Sometimes a better acting experience is not about profound thought patterns or earth shattering introspection. As often as not it is the practical concepts that seem so minor that actors become complacent about them, assuming they need not put much effort into something so deceptively insignificant.

One such often-overlooked concept is use of the hand prop.

“Oh, it’s just a (fill in the blank) I hold in my hand during a scene. I won’t need to worry about it until tech week.”

Maybe.

Or maybe, putting in a good performance on stage already requires so much concentration and presence in the moment, that the slightest weight shift in any direction can capsize the ship.
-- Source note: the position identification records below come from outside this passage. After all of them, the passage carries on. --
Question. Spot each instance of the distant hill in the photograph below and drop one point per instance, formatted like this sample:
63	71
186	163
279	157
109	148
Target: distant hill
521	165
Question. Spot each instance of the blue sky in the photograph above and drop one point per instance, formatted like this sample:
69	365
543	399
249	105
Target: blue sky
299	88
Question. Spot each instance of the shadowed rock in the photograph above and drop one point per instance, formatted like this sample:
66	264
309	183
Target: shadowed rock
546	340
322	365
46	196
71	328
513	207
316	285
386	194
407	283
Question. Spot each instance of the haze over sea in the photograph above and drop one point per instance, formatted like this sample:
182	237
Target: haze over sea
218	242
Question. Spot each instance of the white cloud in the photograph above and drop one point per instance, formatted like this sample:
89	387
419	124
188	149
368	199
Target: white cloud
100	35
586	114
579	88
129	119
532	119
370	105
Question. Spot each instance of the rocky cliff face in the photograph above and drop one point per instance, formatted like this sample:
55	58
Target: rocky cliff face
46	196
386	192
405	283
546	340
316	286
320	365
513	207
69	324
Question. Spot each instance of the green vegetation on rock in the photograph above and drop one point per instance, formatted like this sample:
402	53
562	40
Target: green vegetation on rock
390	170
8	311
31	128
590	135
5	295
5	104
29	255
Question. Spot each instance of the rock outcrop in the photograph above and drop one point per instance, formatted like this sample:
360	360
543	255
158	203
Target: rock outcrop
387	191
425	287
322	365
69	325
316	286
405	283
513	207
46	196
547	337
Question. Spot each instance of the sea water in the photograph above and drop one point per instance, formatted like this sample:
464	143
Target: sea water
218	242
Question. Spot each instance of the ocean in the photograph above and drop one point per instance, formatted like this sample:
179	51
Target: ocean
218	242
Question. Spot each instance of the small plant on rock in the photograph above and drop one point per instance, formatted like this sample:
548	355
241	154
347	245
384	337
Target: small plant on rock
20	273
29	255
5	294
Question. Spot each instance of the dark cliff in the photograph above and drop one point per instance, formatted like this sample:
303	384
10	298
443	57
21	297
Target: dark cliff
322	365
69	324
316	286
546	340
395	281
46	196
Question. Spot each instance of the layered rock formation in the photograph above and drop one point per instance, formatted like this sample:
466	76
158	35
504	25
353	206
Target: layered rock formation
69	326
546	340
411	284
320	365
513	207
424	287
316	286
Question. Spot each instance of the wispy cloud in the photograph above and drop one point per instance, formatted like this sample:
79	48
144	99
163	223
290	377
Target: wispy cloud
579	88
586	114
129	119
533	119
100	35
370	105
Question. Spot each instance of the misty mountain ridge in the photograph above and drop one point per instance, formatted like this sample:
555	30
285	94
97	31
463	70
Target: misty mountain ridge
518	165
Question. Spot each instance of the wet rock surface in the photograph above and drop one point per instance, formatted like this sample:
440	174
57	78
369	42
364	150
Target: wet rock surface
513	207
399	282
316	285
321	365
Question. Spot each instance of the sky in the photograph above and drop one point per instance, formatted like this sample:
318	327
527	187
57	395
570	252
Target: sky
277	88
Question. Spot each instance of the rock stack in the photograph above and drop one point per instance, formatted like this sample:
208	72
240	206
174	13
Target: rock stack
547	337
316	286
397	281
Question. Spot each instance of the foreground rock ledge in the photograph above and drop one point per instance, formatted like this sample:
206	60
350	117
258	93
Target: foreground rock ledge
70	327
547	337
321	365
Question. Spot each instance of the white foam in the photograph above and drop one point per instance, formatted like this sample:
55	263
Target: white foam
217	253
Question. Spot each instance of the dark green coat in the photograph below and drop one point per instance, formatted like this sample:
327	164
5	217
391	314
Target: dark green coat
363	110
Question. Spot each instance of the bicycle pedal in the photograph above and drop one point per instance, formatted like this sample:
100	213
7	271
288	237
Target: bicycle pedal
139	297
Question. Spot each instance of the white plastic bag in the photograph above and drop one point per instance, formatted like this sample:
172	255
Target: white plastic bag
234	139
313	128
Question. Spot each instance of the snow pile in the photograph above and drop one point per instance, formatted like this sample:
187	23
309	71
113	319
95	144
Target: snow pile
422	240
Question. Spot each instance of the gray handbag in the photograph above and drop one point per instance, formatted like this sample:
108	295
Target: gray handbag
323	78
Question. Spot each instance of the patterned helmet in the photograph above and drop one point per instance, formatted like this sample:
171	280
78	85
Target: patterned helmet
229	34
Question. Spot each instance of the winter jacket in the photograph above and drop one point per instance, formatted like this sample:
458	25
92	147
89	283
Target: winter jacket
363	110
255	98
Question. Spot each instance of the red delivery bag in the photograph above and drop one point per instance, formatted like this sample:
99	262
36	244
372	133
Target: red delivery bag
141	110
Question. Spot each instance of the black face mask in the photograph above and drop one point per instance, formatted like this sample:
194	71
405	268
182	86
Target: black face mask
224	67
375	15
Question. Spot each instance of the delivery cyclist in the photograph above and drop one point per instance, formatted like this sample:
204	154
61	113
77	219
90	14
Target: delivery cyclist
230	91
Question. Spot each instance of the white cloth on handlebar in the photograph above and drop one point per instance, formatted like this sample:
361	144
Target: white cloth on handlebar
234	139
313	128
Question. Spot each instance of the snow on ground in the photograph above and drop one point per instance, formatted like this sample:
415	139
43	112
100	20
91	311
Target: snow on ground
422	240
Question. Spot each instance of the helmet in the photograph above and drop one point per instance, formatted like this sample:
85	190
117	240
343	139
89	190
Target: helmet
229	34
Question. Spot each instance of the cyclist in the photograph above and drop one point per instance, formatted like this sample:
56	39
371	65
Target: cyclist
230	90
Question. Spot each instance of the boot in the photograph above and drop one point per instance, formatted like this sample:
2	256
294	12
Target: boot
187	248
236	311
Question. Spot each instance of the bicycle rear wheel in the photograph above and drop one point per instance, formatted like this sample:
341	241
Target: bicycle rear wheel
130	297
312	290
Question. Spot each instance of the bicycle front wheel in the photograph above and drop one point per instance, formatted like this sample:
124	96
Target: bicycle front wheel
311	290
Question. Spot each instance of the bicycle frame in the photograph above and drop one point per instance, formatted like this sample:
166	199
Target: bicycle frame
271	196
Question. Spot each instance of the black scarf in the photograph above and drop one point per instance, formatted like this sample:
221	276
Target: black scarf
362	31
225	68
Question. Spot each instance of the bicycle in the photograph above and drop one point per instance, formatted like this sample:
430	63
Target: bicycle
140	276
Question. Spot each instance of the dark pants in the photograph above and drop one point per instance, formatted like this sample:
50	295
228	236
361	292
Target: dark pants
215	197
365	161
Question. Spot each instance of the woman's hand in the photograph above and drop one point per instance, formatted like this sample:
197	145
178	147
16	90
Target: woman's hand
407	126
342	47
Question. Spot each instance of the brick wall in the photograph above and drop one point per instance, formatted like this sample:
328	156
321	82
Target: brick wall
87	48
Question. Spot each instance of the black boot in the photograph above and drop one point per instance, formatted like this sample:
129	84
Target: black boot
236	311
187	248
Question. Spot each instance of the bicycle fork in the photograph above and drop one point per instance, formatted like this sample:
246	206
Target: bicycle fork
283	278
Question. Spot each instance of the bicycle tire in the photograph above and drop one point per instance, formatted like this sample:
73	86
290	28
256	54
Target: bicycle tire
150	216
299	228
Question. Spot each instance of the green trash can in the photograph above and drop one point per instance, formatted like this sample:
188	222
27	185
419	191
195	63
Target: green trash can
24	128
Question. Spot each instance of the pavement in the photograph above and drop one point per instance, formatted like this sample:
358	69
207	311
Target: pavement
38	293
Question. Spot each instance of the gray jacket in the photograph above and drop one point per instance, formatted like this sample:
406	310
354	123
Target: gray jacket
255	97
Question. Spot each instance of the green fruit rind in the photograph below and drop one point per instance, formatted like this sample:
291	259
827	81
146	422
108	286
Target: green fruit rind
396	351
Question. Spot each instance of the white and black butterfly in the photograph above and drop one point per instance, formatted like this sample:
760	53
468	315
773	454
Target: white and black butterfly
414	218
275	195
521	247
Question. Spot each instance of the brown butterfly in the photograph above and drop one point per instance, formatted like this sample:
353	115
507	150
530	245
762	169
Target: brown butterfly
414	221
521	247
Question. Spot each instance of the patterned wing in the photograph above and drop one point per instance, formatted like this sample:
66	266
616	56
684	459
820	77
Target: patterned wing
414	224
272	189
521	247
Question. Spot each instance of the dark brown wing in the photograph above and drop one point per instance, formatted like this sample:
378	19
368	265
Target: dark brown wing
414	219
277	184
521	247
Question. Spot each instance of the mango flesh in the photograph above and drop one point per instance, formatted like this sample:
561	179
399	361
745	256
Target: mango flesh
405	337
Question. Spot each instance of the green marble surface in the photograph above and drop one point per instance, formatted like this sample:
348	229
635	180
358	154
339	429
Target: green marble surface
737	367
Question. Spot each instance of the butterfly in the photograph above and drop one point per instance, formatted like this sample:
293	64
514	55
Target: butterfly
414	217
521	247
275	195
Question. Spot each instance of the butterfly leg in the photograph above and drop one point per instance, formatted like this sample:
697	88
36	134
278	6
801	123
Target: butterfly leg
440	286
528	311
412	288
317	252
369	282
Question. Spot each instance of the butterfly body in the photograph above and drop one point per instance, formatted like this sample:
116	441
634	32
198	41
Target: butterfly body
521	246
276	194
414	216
Whenever I know in advance I am going to have a hand prop to work with during a scene, I start working with it (ousableable substitution) as soon as I am off book. Sometimes even before I am off book. Not only that, I tend to walk around the theatre with it when I am not on stage. If the prop happens to be a household item, I have even been known to walk around my house with it in my hand.

Why? Practicality, my dear blog readers.

The more we get used to an object being in our hand, the more comfortable we are with it. We become more aware of its balance in the hand, it’s texture, it behavior when tossed about, or moved from hand to hand. Off stage, such details about an object are not that important in general. We need only pick up the thing, and go. But I am talking about “stage comfort”, which requires about 50% more awareness than everyday comfort requires. A good performance is about being in control of all aspects of what you are doing. This means knowing all of those characteristics about an object you are called upon to use or hold.

Not only that, if you get to know your character and learn your lines while making use of such objects, your mind will associate possession of that object with doing the scene. It will soon be as automatic a part of your presentation, as the voice you use, or the inflection of a line reading.

Small holes sink big ships, they say. I have seen the delayed introduction of even the smallest of hand props prove this euphemism true time and again. Take things in hand as soon as possible.

4 comments:

Anonymous said...

I am used to using something in a prop's place. For example, if I am using a prop that is being made or is hard to find, I will find something else to use for the time being. Even though I am not working with the exact prop I will be using for the stage, I get used to having something in my hands.

Suzan Abrams, email: suzanabrams@live.co.uk said...

Ty,

You record such intricate and finely-tuned details on the wider aspects of theatre life sometimes overlooked by critics and specialists; that I'm sure any interactive community forum as pertaining to stage art or even highbrow theatre magazines would be glad to have your very clever and sensible articles on board.

Each of your introspective posts so far has probed deep thought on what is often the lesser-known road of theatre life, and especially to its admiring audiences.

Ty Unglebower said...

Thank you again, Susan. I only hope my writing remains worthy, of the high praise you bestow upon it. =)

Suzan Abrams, email: suzanabrams@live.co.uk said...

Oh Ty...of course, I have written out my own observations and nothing more.
If you expound on this trait that has probably been sharpened by your passion for this looming performance in particular,
I think you would do well as a theatre critic.
I know that this post itself as an article would be easily grabbed by editors, for its offering of an unusual theatre slant.